Document monitor() function

knizhnik · knizhnik · commit 1f303bc637e1 · 2017-11-21T13:55:55.000+03:00
diff --git a/readme.md b/readme.md
@@ -470,6 +470,30 @@ recovery()
 Check consistency of cluster state against current metadata and perform recovery,
 if needed (reconfigure LR channels, repair FDW, etc).
 
+```plpgsql
+monitor(deadlock_check_timeout_sec int = 5, rm_node_timeout_sec int = 60)
+```
+Monitor cluster for presence of distributed deadlocks and node failures.
+This function is intended to be executed at shardlord and is redirected to shardlord been launched at any other node.
+It starts infinite loop which polls all clusters nodes, collecting local *lock graphs* from all nodes.
+Period of poll is specified by `deadlock_check_timeout_sec` parameter (default value is 5 seconds).

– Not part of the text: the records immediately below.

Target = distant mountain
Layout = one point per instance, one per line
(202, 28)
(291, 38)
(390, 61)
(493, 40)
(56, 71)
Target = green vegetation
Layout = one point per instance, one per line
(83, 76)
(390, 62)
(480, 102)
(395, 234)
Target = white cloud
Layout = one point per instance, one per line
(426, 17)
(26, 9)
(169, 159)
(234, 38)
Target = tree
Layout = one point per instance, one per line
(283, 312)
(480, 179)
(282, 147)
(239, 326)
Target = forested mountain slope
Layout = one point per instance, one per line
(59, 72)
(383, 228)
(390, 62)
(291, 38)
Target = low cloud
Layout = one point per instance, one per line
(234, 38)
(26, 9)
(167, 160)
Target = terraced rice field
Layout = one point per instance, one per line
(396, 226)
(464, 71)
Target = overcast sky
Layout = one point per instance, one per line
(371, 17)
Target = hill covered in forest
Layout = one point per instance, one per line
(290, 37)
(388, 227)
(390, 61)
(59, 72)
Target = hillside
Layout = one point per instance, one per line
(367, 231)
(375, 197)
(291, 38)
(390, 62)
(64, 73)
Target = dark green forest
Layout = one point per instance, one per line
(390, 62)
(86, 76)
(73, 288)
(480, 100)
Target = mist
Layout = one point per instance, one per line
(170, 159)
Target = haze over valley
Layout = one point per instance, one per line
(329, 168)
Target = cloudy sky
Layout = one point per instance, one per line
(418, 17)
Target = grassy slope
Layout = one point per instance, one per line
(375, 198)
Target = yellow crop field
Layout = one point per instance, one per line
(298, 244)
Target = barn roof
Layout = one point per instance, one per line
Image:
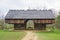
(30, 14)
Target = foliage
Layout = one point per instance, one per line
(58, 21)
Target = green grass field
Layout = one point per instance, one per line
(11, 35)
(49, 35)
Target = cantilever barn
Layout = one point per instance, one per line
(40, 18)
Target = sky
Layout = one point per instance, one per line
(6, 5)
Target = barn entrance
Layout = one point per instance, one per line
(29, 25)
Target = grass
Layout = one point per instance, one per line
(49, 35)
(11, 35)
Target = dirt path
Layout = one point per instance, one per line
(30, 36)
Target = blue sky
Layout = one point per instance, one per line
(5, 5)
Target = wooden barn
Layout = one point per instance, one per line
(39, 18)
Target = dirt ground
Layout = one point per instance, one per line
(30, 36)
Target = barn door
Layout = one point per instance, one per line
(30, 25)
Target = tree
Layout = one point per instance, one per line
(58, 21)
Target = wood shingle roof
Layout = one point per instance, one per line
(30, 14)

+Local lock graphs are combined into global lock graph which is analyzed for presence of loops.
+A loop in lock graph means distributed deadlock. Monitor function tries to resolve deadlock by canceling one or more backends
+involved in the deadlock loop (using `pg_cancel_backend` function, which is not actually terminate backend but tries to cancel current query).

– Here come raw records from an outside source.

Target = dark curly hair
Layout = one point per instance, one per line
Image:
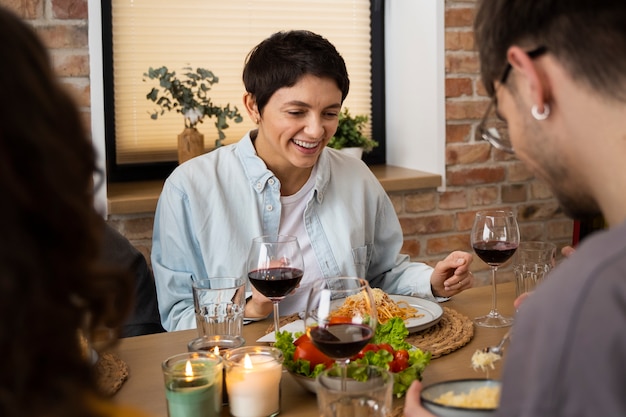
(50, 282)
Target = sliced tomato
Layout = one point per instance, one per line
(305, 349)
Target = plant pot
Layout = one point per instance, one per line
(355, 152)
(190, 144)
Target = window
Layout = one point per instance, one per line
(138, 34)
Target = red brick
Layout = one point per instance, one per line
(463, 154)
(465, 109)
(458, 87)
(461, 63)
(447, 244)
(459, 17)
(411, 247)
(457, 132)
(558, 229)
(470, 176)
(514, 193)
(451, 200)
(79, 89)
(69, 9)
(459, 40)
(482, 196)
(540, 190)
(26, 9)
(427, 224)
(518, 171)
(539, 211)
(64, 36)
(70, 64)
(419, 202)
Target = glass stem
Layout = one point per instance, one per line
(494, 296)
(343, 365)
(276, 318)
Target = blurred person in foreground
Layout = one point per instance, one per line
(51, 284)
(281, 178)
(556, 70)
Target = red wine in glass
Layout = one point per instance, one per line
(337, 332)
(275, 283)
(494, 253)
(275, 268)
(495, 236)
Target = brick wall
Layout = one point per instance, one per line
(434, 223)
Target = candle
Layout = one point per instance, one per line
(253, 376)
(217, 344)
(193, 384)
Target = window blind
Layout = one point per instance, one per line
(217, 35)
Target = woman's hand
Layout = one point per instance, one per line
(412, 403)
(452, 275)
(258, 305)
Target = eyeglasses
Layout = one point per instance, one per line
(492, 128)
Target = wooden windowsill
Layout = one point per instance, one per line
(141, 196)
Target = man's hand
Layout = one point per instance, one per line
(452, 275)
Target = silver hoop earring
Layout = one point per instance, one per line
(534, 110)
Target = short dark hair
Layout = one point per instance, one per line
(285, 57)
(587, 36)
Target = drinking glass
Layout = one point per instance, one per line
(340, 318)
(495, 237)
(275, 268)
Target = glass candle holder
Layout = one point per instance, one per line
(193, 384)
(219, 345)
(253, 375)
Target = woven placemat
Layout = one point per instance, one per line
(453, 331)
(111, 373)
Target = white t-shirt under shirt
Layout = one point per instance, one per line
(292, 223)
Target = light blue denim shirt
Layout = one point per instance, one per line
(212, 206)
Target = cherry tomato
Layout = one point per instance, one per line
(305, 349)
(400, 361)
(340, 320)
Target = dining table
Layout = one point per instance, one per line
(144, 389)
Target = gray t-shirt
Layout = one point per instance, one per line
(568, 349)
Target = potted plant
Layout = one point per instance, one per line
(349, 135)
(188, 94)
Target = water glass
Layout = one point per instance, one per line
(532, 261)
(371, 397)
(219, 305)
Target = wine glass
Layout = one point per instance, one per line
(495, 236)
(275, 268)
(340, 318)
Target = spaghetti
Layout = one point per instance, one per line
(386, 308)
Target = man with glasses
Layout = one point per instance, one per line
(556, 72)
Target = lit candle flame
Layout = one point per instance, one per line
(188, 372)
(247, 362)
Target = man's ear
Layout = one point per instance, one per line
(531, 76)
(251, 107)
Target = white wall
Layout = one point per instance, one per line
(415, 84)
(414, 52)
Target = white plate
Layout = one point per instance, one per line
(430, 310)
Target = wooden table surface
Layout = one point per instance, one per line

+As far as not all backends are blocked in active query state, it may be needed send cancel several times.
+Right now canceled backend is randomly chosen within
+deadlock loop.
+
+Local local graphs collected from all nodes do not form consistent global snapshot, so there is possibility of false deadlocks:
+edges in deadlock loop correspond to different moment of times. To prevent false deadlock detection, monitor function
+doesn't react on detected deadlock immediately. Instead of it, previous deadlock loop located at previous iteration is compared with current deadlock
+loop and only if them are equal, then deadlock is reported and recovery is performed.
+
+If some node is unreachable then monitor function prints correspondent error message and retries access until
+`rm_node_timeout_sec` timeout expiration. After it node is removed from the cluster using `shardman.rm_node` function.
+If redundancy level is non-zero, then primary partitions from the disabled node are replaced with replicas.
+
+
 ## Transactions
 When using vanilla PostgreSQL, local changes are handled by PostgreSQL as usual
 -- so if you queries touch only only node, you are safe. Distributed
@@ -489,6 +513,5 @@ be made new shardlord at any moment.
 ## Some limitations:
   * You should not touch `sync_standby_names` manually while using pg_shardman.
   * The shardlord itself can't be worker node for now.
-  * ALTER TABLE for sharded is mostly not supported.
   * All [limitations of `pg_pathman`](https://github.com/postgrespro/pg_pathman/wiki/Known-limitations),
   e.g. we don't support global primary keys and foreign keys to sharded tables.